Tuesday, April 29, 2008

I never knew it's this funny when ever I think abt how things work.
People complaint abt losing someone they care while others complaint how irritating their other partners were but thinking back, why in the first place would you like her den?
It's is said that if you really like a person, you will wan her to be happy. Knowing that I can't give the happiness she desire, I chose to give up and let her go. Hoping that this will allow her to find the happiness she desire. And ever since then, I'm always alone as days past.

Now being sick, it's difficult for me since the feeling is so terrible. Looking after myself have become hard since I cant cook. To make matter worst, I still have projects to finish up. Not forgetting work to attend to. Seriously I just can't understand why I am still bothered by something. I admit I have forgotten abt the past but still I am bothered by something even though I myself dun noe. I tried all I could and being a gentleman as much as I could. But things still end up the same. Either I get ignored or I just lost topic to talk to. I just dun understand why I just can't seem to talk to her but den she's also busy with her work that makes me even more not willing to disturb her. Last sat, being sick, I still turn up for the BBQ and practically cook all the food from the start of the BBQ to the end. No words of thanks were mention and not forgetting asking if I am alright. I just stood there alone to cook while thinking of some things.

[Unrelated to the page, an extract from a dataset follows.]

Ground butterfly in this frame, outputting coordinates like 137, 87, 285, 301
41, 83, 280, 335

Maybe it's fate, maybe I deserve to be alone. I'm not sure. But I dun believe that for me to like someone will be so difficult. After which, I decided to head over to my brother house and played psp with him. Back to Monster Hunter Freedom 2 but still I'm just playing back cause my brothers persuaded me to. Wonder if live will change if I am attached. Maybe it will but this I guess I will never know until it happen. For now, I'm really busy with projects and work. Hoping that when the time come, I will be accepted for who am I and I will be able to commit. I just dun wanna lose someone ever again. That's how life has been.